Key Laboratory of Advanced Manufacturing Technology, Ministry of Education, Guizhou University, Guiyang, Guizhou, 550025, China.
Key Laboratory of Advanced Manufacturing Technology, Ministry of Education, Guizhou University, Guiyang, Guizhou, 550025, China; Information Engineering Institute, Chongqing Vocational and Technical University of Mechatronics, Chongqing, 402760, China.
Comput Biol Med. 2023 Mar;154:106606. doi: 10.1016/j.compbiomed.2023.106606. Epub 2023 Jan 23.
White blood cell (WBC) detection in microscopic images is indispensable in medical diagnostics; however, this work, based on manual checking, is time-consuming, labor-intensive, and easily results in errors. Using object detectors for WBCs with deep convolutional neural networks can be regarded as a feasible solution. In this paper, to improve the examination precision and efficiency, a one-stage and lightweight CNN detector with an attention mechanism for detecting microscopic WBC images, and a white blood cell detection vision system are proposed. The method integrates different optimizing strategies to strengthen the feature extraction capability through the combination of an improved residual convolution module, hybrid spatial pyramid pooling module, improved coordinate attention mechanism, efficient intersection over union (EIOU) loss and Mish activation function. Extensive ablation and contrast experiments on the latest public Raabin-WBC dataset verify the effectiveness and robustness of the proposed detector for achieving a better overall detection performance. It is also more efficient than other existing studies for blood cell detection on two additional classic public BCCD and LISC datasets. The novel detection approach is significant and flexible for medical technicians to use for blood cell microscopic examination in clinical practice.
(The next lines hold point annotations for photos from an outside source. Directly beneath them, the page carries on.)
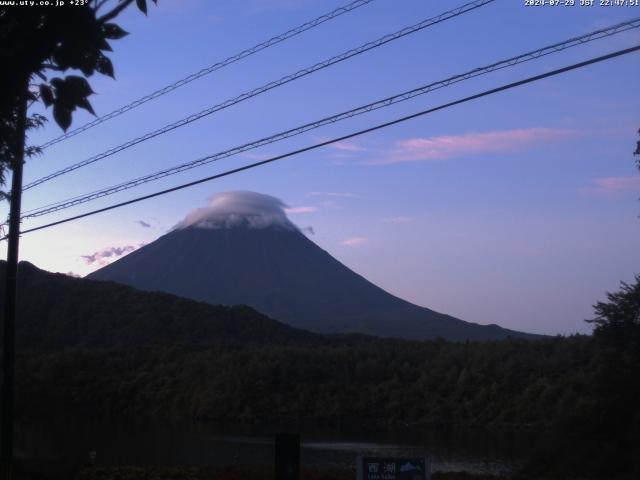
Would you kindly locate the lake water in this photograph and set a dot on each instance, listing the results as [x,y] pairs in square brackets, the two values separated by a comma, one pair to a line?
[118,443]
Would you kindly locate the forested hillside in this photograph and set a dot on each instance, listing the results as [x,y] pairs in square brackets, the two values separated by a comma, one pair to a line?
[99,348]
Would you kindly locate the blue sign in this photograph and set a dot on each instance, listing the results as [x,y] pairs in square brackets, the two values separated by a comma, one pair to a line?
[377,468]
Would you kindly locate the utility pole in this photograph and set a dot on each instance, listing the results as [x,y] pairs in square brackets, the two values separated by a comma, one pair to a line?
[10,292]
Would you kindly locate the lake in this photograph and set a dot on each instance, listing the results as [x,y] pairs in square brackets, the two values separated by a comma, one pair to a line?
[179,444]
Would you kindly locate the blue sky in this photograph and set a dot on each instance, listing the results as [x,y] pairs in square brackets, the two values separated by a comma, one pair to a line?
[519,209]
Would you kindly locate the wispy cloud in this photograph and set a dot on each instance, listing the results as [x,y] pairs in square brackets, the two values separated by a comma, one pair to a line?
[452,146]
[354,242]
[398,219]
[333,194]
[103,257]
[613,185]
[305,209]
[347,146]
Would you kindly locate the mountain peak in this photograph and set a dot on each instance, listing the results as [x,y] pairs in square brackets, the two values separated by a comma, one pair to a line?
[239,209]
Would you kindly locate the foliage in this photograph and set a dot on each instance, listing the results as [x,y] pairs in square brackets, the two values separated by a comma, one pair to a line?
[38,41]
[106,349]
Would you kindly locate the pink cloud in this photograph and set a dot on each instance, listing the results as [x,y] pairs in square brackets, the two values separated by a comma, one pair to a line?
[105,256]
[354,242]
[451,146]
[613,185]
[398,219]
[308,209]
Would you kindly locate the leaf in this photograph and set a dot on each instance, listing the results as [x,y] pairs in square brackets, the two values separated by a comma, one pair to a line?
[46,94]
[62,116]
[104,45]
[84,103]
[104,66]
[113,31]
[77,86]
[142,5]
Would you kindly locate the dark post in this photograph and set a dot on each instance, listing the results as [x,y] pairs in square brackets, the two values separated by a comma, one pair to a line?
[287,457]
[8,347]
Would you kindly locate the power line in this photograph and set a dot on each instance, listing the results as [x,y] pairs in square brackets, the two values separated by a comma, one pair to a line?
[269,86]
[345,137]
[532,55]
[212,68]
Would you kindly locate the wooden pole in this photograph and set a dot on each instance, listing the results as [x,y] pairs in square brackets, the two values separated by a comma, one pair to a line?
[10,294]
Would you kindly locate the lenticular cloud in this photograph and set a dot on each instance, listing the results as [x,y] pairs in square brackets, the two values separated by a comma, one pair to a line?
[232,209]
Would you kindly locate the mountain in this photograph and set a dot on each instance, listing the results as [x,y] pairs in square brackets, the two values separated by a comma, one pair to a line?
[56,311]
[244,250]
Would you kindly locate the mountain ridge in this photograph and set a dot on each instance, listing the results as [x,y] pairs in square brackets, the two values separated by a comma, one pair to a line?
[277,270]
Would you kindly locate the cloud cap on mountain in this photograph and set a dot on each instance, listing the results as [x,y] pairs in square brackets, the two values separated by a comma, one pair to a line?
[238,208]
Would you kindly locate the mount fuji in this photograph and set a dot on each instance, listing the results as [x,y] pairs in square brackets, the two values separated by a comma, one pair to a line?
[242,249]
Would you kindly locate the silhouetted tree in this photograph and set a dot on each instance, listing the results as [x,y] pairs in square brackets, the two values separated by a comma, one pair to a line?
[39,44]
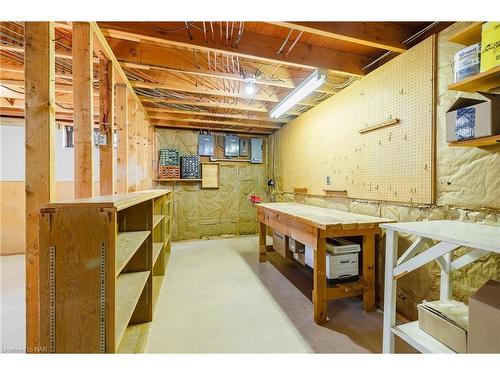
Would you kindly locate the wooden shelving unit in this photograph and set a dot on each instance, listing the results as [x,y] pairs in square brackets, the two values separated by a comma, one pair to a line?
[468,35]
[445,237]
[485,81]
[477,142]
[178,180]
[108,257]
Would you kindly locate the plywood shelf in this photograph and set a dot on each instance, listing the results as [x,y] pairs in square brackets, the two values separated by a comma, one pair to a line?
[485,81]
[134,339]
[157,247]
[129,287]
[423,342]
[126,246]
[157,220]
[468,35]
[477,142]
[178,180]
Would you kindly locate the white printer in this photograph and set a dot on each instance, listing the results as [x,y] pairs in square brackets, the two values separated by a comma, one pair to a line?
[342,258]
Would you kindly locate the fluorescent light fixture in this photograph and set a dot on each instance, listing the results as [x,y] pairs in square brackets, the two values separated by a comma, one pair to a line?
[311,83]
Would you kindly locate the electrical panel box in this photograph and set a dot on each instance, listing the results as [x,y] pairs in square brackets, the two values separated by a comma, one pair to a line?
[256,150]
[190,166]
[244,147]
[231,145]
[205,145]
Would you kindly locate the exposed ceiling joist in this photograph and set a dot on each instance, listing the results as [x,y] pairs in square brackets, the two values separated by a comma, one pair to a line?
[231,92]
[190,119]
[213,104]
[251,45]
[152,57]
[382,35]
[244,116]
[180,125]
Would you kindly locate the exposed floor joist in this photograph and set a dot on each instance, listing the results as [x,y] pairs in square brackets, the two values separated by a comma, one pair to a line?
[383,35]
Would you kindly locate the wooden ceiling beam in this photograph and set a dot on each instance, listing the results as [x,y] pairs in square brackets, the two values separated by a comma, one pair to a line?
[251,46]
[243,116]
[204,121]
[175,125]
[102,45]
[383,35]
[201,88]
[213,104]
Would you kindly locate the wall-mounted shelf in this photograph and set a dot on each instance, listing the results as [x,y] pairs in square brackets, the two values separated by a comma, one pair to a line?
[477,142]
[485,81]
[468,35]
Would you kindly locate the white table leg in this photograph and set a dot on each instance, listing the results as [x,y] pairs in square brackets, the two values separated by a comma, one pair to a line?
[445,283]
[391,255]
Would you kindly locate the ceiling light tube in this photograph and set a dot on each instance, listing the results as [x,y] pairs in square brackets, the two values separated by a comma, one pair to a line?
[311,83]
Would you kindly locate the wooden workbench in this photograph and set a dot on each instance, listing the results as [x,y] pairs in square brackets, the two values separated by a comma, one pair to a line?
[311,226]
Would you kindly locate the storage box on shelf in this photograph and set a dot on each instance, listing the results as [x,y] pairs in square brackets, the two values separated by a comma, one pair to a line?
[102,263]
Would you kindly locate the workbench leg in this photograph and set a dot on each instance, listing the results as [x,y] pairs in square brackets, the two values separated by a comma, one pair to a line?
[391,255]
[445,282]
[319,292]
[369,271]
[262,242]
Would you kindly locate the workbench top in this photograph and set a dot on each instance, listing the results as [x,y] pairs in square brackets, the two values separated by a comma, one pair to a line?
[477,236]
[323,218]
[116,201]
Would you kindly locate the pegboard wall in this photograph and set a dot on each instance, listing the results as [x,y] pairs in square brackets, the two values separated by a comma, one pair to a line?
[389,163]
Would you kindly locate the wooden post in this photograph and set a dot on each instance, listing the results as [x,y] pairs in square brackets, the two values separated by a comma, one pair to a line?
[132,144]
[391,256]
[122,135]
[319,292]
[369,271]
[106,104]
[39,57]
[83,108]
[262,243]
[140,151]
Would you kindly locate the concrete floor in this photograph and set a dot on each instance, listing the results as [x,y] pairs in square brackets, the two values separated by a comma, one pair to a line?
[218,298]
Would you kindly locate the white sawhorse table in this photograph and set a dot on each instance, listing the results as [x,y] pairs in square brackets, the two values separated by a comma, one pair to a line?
[481,239]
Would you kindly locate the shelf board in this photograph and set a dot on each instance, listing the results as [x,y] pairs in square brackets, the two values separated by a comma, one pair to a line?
[129,287]
[157,283]
[178,180]
[477,142]
[134,339]
[423,342]
[126,246]
[157,246]
[156,220]
[485,81]
[468,35]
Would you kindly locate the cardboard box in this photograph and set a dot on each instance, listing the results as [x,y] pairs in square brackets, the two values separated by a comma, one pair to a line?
[484,319]
[490,41]
[280,243]
[473,118]
[466,62]
[446,321]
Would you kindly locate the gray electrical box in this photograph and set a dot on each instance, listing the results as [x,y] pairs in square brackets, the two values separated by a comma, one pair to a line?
[256,150]
[244,147]
[205,145]
[231,145]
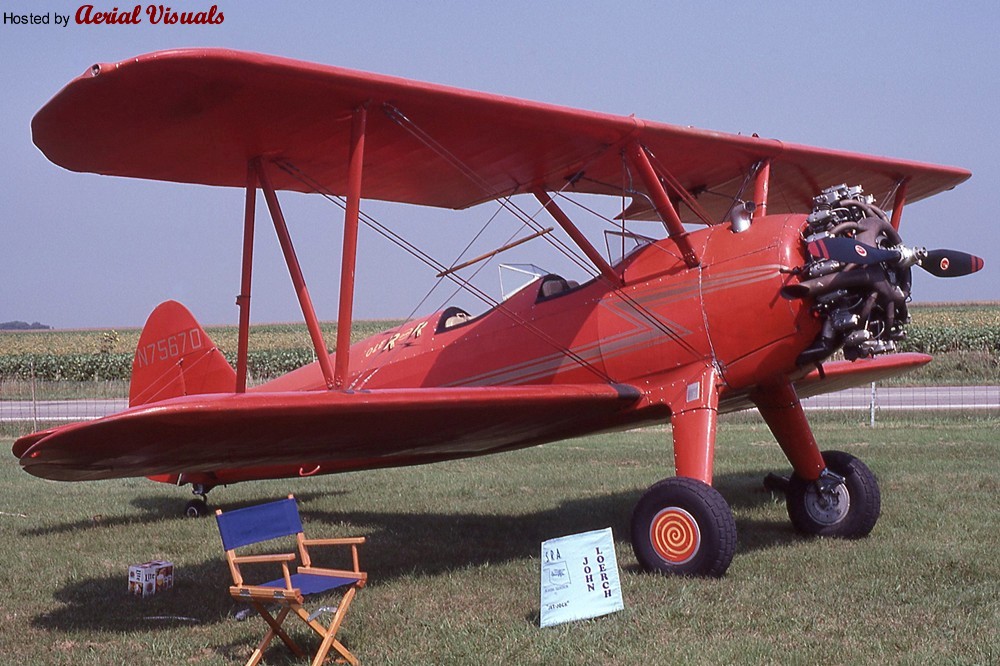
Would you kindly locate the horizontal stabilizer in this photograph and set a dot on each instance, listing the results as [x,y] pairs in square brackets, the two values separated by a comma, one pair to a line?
[840,375]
白细胞(WBC)检测在医学诊断中是必不可少的;然而,这项基于人工检查的工作既耗时又费力,并且容易出错。使用带有深度卷积神经网络的对象检测器检测 WBC 可以被视为一种可行的解决方案。在本文中,为了提高检查精度和效率,提出了一种用于检测显微镜下 WBC 图像的具有注意机制的单阶段轻量级 CNN 检测器和一个白细胞检测视觉系统。该方法通过结合改进的残差卷积模块、混合空间金字塔池化模块、改进的坐标注意力机制、高效交并比(EIOU)损失和 Mish 激活函数,集成了不同的优化策略,以通过组合来增强特征提取能力。在最新的公共 Raabin-WBC 数据集上进行的广泛的消融和对比实验验证了所提出的检测器在实现更好的整体检测性能方面的有效性和鲁棒性。与其他现有的用于在两个附加的经典公共 BCCD 和 LISC 数据集上进行血细胞检测的研究相比,它的效率也更高。这种新的检测方法对于医学技术人员在临床实践中进行血细胞显微镜检查具有重要意义和灵活性。